90-Day Contract Extension Will Keep Ports Operating

By Rip Watson, Senior Reporter

This story appears in the Sept. 24 print edition of Transport Topics.

Management and labor negotiators in the East Coast and Gulf Coast contract talks have agreed to a 90-day extension of the pact that was due to expire on Sept. 30, ensuring there will not be a work stoppage during the peak holiday shipping season.

The announcement from George Cohen, director of the Federal Mediation and Conciliation Service, came after the International Longshoremen’s Association and the United States Maritime Alliance agreed on Sept. 6 to return to the bargaining table with FMCS as mediator.

“I am pleased to announce that at the close of today’s productive negotiation session, in which progress was made on several important subjects, the parties have agreed to extend the collective bargaining agreement,” Cohen said in a statement.



Talks broke down on Aug. 22. Remaining key issues include automation, wider use of technology and job preservation.

“This extension will provide the parties an opportunity to focus on the outstanding core issues in a deliberate manner apart from the pressure of an immediate deadline,” Cohen said.

The National Retail Federation and the National Industrial Transportation League were among the groups that welcomed the announcement about the contract extension.

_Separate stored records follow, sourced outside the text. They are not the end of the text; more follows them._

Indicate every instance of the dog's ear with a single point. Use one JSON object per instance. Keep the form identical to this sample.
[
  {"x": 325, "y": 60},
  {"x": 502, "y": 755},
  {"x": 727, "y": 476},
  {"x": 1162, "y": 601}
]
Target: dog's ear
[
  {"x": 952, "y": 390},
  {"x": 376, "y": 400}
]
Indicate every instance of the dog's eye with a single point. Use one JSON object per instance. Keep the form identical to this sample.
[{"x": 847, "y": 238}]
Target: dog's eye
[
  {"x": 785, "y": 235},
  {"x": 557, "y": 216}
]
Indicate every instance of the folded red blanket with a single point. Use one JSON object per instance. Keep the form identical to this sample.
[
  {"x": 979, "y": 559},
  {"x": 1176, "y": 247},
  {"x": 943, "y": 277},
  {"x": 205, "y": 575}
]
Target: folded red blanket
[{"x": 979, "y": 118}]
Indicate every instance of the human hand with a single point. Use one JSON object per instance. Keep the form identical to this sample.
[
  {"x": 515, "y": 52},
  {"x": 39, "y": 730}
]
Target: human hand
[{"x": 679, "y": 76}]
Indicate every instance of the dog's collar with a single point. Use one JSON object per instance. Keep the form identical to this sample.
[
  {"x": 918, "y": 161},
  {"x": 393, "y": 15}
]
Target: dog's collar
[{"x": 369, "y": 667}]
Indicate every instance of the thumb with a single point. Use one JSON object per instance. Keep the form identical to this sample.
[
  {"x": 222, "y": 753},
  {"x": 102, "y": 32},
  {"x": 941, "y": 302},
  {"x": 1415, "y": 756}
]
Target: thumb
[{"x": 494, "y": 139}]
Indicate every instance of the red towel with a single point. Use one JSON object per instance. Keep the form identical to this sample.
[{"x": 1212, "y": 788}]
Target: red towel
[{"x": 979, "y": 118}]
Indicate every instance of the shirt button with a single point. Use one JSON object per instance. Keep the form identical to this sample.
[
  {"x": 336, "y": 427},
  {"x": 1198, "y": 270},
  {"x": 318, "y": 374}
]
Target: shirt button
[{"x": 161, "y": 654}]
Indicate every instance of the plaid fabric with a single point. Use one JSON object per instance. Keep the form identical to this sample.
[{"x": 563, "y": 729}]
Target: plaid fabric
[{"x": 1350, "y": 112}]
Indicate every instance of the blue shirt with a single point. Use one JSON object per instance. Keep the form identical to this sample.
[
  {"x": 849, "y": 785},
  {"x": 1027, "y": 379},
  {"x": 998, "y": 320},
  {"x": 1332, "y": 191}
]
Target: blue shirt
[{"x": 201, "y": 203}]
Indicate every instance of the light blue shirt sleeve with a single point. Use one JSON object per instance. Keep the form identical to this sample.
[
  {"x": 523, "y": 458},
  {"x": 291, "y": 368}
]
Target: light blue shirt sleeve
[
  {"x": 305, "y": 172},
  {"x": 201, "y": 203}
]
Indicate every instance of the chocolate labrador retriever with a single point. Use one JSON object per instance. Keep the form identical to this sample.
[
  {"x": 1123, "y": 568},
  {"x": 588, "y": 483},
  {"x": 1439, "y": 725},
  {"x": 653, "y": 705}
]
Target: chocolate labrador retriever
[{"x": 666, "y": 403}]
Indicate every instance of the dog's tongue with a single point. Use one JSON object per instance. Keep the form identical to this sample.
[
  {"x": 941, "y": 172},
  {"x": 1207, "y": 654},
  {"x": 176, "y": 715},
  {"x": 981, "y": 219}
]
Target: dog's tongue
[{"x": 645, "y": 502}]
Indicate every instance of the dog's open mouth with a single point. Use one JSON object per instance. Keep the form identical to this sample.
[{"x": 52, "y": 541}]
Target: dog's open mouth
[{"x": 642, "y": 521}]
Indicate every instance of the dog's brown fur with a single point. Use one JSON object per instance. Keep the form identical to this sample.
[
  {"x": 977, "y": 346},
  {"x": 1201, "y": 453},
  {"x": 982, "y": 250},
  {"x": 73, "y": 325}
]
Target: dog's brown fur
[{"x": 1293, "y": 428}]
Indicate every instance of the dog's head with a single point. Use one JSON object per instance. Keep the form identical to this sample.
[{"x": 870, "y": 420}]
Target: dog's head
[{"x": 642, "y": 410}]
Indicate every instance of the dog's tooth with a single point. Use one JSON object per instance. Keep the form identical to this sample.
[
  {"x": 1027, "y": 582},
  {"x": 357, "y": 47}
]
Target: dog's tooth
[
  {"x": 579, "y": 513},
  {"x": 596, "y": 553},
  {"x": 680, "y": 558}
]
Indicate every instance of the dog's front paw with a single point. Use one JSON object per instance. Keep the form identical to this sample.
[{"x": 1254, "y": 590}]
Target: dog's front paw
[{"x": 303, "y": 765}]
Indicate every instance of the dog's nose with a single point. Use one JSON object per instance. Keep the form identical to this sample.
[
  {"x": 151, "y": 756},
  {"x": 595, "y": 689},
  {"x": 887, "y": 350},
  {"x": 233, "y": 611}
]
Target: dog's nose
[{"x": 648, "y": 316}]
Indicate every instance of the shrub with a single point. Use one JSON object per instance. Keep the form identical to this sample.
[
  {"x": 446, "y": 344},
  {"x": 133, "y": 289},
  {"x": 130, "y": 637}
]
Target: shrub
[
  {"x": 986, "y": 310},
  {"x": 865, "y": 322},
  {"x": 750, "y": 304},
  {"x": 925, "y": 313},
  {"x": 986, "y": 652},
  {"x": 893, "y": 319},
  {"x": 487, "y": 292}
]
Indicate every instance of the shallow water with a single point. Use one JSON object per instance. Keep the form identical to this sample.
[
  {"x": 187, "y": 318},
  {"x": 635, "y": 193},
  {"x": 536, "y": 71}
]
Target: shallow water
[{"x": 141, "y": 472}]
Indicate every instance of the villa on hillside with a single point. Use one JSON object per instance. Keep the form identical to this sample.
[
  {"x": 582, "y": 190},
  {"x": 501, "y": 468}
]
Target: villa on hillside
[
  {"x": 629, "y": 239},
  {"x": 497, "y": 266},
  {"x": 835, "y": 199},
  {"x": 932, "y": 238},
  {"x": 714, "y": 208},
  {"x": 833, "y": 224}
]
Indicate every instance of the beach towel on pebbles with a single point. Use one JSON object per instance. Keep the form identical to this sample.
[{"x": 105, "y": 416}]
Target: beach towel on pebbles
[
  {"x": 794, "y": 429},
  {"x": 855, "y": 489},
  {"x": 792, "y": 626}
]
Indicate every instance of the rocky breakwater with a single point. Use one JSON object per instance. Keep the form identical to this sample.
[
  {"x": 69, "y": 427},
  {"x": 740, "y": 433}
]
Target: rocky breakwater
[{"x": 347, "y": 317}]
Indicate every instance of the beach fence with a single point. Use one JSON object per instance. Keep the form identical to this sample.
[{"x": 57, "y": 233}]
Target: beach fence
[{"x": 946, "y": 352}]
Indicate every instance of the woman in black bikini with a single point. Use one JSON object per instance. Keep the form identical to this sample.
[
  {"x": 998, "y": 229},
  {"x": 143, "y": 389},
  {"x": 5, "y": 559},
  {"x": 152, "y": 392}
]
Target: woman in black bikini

“This is a significant step forward, and signals that both sides — labor and management — are serious about reaching a deal,” said Jonathan Gold, vice president of supply chain and customs policy for the National Retail Federation. “This extension should provide for a stable holiday shipping and shopping season over the next few months.”

“The League was pleased to learn that the two sides in the negotiations on a new port agreement will move forward in a continuing effort to reach mutual acceptable terms on a new contract,” said NITL’s executive vice president, Peter Gatti.

He said a stable supply chain would help ensure economic well-being for shippers.

Curtis Whalen, executive director of the Intermodal Motor Carriers Conference, also was “pleased” with the announcement, saying that “cooler heads” prevailed, allowing member carriers who do port drayage to keep working.

Whalen said t hat outcome was highly preferable to the use of federal law known as the Taft-Hartley Act, which forces people to return to work after a stoppage occurs. President George W. Bush had to take that course to end the 10-day West Coast work stoppage.

The contract extension was a positive step, Whalen said, “particularly considering that we are in the last stages of a presidential election.”

Cohen’s statement said that FMCS will continue to be involved in the talks, and that there would be no more comment on the schedule, location or substance of the talks while they are in progress.

In the days before the extension announcement, the Toy Industry Association and the Agriculture Transportation Coalition were among the groups urging both sides to keep cargo flowing through ports from Maine to Texas. Those ports handle about one-third of U.S. international container freight.

A Sept. 19 report from Deutsche Bank estimated that a disruption similar to the 10-day West Coast port work stoppage could cost the U.S. economy $19 billion and reduce the already weak gross domestic product growth by 0.8%.